Monday, May 23, 2005

That's That

I've never been so happy to have turned my back on my parent's religion as I was today. As I stumbled to school this morning with a stack of completed competition essays, I realized that I was done. Those poor Sunday sabbath observers though; they're still looking at two more days of this business (down to only 35 hours or so hours at this point, it goes fast).

That gives me an extra day to think about fall OCI. I guess they're already passing out packets listing the firms that'll be recruiting us in a few months.* I can't even think about this stuff yet. I haven't even thought about the summer job I actually have to start next week. I know I need to buy some ties or something. When I do get around to worrying about next fall, this government recruiter puts things into perspective. In the meantime, total freedom for seven days. There's something spiritual in that I think even my parents could understand.

*To the firm that is only taking law review and top 5%, fuck you too.

Thursday, May 19, 2005

Intermission

I remember the first time I watched the Terminator how terrified I was at the idea that there was something out there that just wouldn't die. You shoot it, it keeps on coming. You crash a tanker filled with diesel fuel into it, it strolls out of the wreckage and flames. You crush it on some assembly line, its little red eyes flash back on. You somehow manage to spank your way though finals, and now it wants you to write-on to law review. At least that's what I thought as I sat crammed into room 401 with everyone else who wants to play writing-competition roulette this weekend.
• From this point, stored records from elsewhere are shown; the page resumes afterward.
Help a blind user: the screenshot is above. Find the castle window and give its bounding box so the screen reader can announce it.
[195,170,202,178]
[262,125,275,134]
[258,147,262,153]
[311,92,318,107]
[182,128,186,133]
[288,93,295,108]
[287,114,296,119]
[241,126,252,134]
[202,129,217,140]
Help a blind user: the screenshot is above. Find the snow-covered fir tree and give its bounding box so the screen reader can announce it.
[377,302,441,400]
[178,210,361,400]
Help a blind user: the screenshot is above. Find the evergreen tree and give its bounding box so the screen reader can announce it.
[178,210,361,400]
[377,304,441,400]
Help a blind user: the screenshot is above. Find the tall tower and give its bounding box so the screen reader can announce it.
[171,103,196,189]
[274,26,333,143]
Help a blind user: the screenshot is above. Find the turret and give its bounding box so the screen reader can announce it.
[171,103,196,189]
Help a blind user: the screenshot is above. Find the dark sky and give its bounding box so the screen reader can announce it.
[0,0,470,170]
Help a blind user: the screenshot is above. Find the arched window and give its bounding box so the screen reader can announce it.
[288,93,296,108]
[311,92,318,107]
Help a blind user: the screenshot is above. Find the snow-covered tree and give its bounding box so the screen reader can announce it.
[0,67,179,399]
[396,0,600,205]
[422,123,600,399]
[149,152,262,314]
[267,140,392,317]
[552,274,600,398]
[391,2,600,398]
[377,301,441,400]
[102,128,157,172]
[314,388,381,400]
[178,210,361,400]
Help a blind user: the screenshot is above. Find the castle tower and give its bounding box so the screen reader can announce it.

The week away has been kind of nice. I went to the gym for the first time in a few weeks; and felt as out of place as an old hooker on her first day at her new job as an insurance claims adjustor. I am very, very weak. I looked at myself in the mirror and could see in my pale, yellowish skin and in the dried and caked soy sauce under my fingernails all the signs of someone who's lived in a dank apartment on take-out financed by selling my books back. Needless to say, I am an ugly sight and I'll spare you more details.

Anyway, there's something horror-movieish about the way school just won't die, and as I look over my summer calendar, I realize that between preparing a resume for fall's on-campus interviews and stopping by financial aid for work-study checks, there's just enough going on to keep up the suspense. But I guess that makes sense; if this is a ninety minute movie, we're only thirty minutes in. There's no way you'd kill off your villain in the first thirty minutes --we'd all want our ticket money back.

It can't be bargained with. It can't be reasoned with. It doesn't feel pity, or remorse, or fear. And it absolutely will not stop, ever, until you are dead.